Association of mitochondrial DNA variants and cognitive impairment of phenylketonuria patients

Abstract

Background: Phenylketonuria (PKU) is a metabolic disorder caused by phenylalanine hydroxylase gene (PAH) mutations. If left untreated, PKU patients develop severe mental retardation potentially due to neurodegeneration. This is the first study that investigates presence of mitochondrial DNA variants in PKU patients, m.10398A, reportedly associated with neurodegenerative diseases and m.10410T. Methods: We analyzed 64 PKU patients and 50 healthy controls from Serbian population. PKU patients were categorized into groups according to time of diagnosis and compliance to low-phenylalanine diet. The IQ was determined according to age-appropriate scales. Results: We detected m.10398A and m.10410T variants by direct sequencing. Frequency of m.10398A was similar in patients and healthy controls (82.81% and 82.00% respectively) suggesting their identical ethnic background. No variation was detected for m.10410. In group with late diagnosis and poorly controlled diet, no statistically significant difference in average IQ was found between patients with m.10398A and m.10398G. The same was shown for PKU patients with higher IQ, diagnosed at neonatal screening and treated with low-phenylalanine diet.
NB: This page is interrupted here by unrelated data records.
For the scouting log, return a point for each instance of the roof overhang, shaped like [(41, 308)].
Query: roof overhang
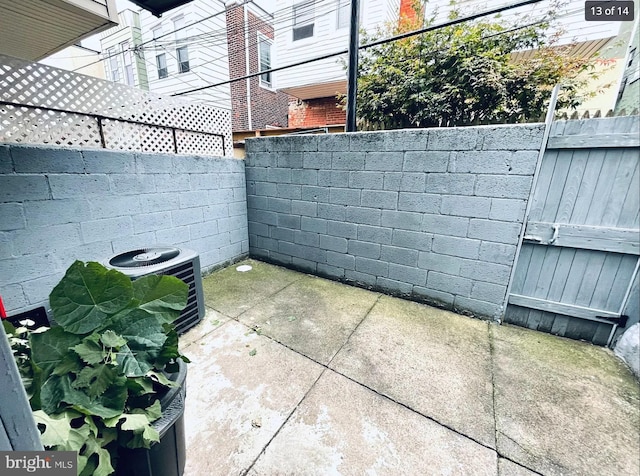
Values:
[(583, 49), (158, 7), (317, 90), (35, 29)]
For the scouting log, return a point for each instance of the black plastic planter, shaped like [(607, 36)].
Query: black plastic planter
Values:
[(166, 458)]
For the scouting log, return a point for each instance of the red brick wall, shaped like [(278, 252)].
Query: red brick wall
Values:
[(316, 112), (268, 108)]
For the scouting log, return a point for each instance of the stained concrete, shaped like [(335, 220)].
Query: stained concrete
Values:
[(241, 388), (564, 407), (344, 428), (369, 384), (312, 316), (431, 360), (232, 292)]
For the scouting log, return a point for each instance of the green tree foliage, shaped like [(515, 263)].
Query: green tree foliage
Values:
[(465, 74)]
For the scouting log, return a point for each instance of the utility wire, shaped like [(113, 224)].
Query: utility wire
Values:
[(368, 45), (172, 32)]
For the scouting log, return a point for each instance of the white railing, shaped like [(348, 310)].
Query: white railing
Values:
[(40, 104)]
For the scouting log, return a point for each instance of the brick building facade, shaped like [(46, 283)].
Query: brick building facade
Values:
[(317, 112), (255, 105)]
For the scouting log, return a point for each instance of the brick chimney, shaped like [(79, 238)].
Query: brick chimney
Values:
[(410, 15)]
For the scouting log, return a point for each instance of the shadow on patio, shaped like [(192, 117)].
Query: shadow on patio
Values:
[(294, 374)]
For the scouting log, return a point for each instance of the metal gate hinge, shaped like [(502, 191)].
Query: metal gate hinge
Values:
[(620, 321)]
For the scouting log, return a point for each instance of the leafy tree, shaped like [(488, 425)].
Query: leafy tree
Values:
[(465, 74)]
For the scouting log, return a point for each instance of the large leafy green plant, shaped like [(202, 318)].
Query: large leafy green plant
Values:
[(97, 374)]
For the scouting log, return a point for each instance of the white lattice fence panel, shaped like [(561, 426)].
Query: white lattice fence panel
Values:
[(32, 125), (41, 86), (122, 135), (199, 144)]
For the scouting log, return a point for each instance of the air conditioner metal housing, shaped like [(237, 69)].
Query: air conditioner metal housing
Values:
[(170, 261)]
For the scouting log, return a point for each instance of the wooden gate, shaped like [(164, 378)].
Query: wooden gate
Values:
[(580, 250)]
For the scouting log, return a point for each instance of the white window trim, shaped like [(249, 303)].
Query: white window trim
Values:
[(264, 85), (301, 41), (348, 8)]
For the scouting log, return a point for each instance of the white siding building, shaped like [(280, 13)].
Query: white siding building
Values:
[(309, 28), (186, 49), (124, 61)]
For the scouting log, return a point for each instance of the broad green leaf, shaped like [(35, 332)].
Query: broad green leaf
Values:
[(131, 366), (70, 363), (144, 439), (164, 295), (130, 421), (104, 467), (49, 348), (90, 349), (145, 338), (111, 339), (150, 435), (162, 379), (58, 392), (88, 295), (96, 380), (139, 386)]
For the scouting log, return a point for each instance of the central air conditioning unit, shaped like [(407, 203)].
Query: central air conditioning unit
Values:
[(170, 261)]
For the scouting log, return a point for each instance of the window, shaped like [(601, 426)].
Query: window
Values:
[(343, 13), (157, 32), (264, 59), (161, 63), (182, 55), (182, 50), (303, 16), (128, 63), (114, 71)]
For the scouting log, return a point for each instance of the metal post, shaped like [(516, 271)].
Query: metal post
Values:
[(352, 80)]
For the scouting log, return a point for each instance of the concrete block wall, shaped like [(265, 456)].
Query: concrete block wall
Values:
[(58, 205), (433, 214)]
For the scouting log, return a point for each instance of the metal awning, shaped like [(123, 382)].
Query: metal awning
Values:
[(35, 29)]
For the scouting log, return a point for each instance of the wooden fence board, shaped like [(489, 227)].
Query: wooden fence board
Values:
[(560, 308), (584, 237), (601, 140)]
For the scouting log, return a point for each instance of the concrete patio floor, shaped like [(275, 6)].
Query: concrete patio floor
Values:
[(296, 375)]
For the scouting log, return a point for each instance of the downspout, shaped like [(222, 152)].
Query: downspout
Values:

However, when patients carrying p.L48S, a PAH mutation with inconsistent effect, were excluded from the study, presence of m.10398A variant was associated with lower IQ. Conclusions: This study emphasizes the importance of neonatal screening and good control of low-phenylalanine diet in PKU patients. Statistical analysis did not indicate clear impact of mitochondrial DNA variant m.10398A on IQ of PKU patients, except when PAH genotype was also considered. Studies in larger cohorts will elucidate the association between PAH gene mutations, mitochondrial DNA variants and complex PKU cognitive phenotype.